Evidence for morphological alterations in prefrontal white matter glia in schizophrenia and bipolar disorder

• Published in: Journal of psychiatry & neuroscience Vol. 39; no. 6; pp. 376 - 385
• Main Authors: Hercher, Christa, MSc, Chopra, Vikramjit, PhD, Beasley, Clare L., PhD
• Format: Journal Article
• Language: English
• Published: Ottawa, ON Canadian Medical Association 01.11.2014; Joule Inc; CMA Impact, Inc
• Subjects: 2',3'-Cyclic-Nucleotide Phosphodiesterases - metabolism; Adult; Adult and adolescent clinical studies; Biological and medical sciences; Bipolar disorder; Bipolar Disorder - metabolism; Bipolar Disorder - pathology; DNA-Binding Proteins - metabolism; Female; Fundamental and applied biological sciences. Psychology; Glial Fibrillary Acidic Protein - metabolism; Health aspects; Humans; Immunohistochemistry; Male; Medical Education; Medical sciences; Middle Aged; Neuroglia; Neuroglia - metabolism; Neuroglia - pathology; Pathology; Photomicrography; Physiological aspects; Prefrontal cortex; Prefrontal Cortex - metabolism; Prefrontal Cortex - pathology; Psychiatry; Psychoanalysis; Psychology. Psychoanalysis. Psychiatry; Psychology. Psychophysiology; Psychopathology. Psychiatry; Psychoses; Research Papers; Schizophrenia; Schizophrenia - metabolism; Schizophrenia - pathology; Studies; White Matter - metabolism; White Matter - pathology; Psychosis; Mood disorder; Morphology; Psychology; Central nervous system; Schizophrenia; Bipolar disorder; Prefrontal cortex; Psychopathology; Psychiatry; White matter; Encephalon
• ISSN: 1180-4882; 1488-2434
• DOI: 10.1503/jpn.130277

Background Brain imaging studies suggest that volume reductions and compromised white matter integrity occur in schizophrenia and bipolar disorder (BD). However, the cellular correlates have not yet been identified.

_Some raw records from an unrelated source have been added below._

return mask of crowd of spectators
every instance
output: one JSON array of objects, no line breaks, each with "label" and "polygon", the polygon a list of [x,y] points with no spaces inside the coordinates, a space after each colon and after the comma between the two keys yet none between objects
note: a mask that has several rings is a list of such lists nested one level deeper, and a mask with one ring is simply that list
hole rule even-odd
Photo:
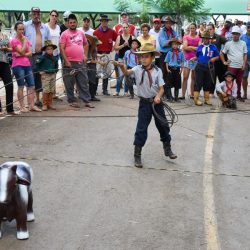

To address this issue we assessed oligodendrocyte, astrocyte and microglial populations in postmortem white matter from schizophrenia, BD and nonpsychiatric control samples. Methods The density, areal fraction and spatial distribution of glial fibrillary acidic protein (GFAP)-expressing astrocytes and ionized calcium-binding adaptor molecule-1 (IBA-1)-expressing microglia as well as the density, nuclear size and spatial distribution of Nissl-stained oligodendrocytes were quantified in postmortem white matter adjacent to the dorsolateral prefrontal cortex (Brodmann area 9) in schizophrenia, BD and control samples ( n = 20). In addition, the oligodendrocyte-associated proteins myelin basic protein and 2′,3′-cyclic-nucleotide 3′-phosphodiesterase (CNPase) were quantified in the same samples by enzyme-linked immunosorbent assay and immunoblotting. Results Oligodendrocyte density ( p = 0.012) and CNPase protein levels ( p = 0.038) differed between groups, being increased in BD compared with control samples. The GFAP area fraction ( p = 0.05) and astrocyte spatial distribution ( p = 0.040) also differed between groups, reflecting decreased area fraction and increased cell clustering in both schizophrenia and BD samples. Limitations Oligodendrocytes were identified using morphological criteria. Conclusion This study provides evidence for glial pathology in prefrontal white matter in schizophrenia and BD. Changes in oligodendrocyte and astrocyte populations in white matter in the major psychiatric disorders may reflect disruptions in structural or metabolic support of axons.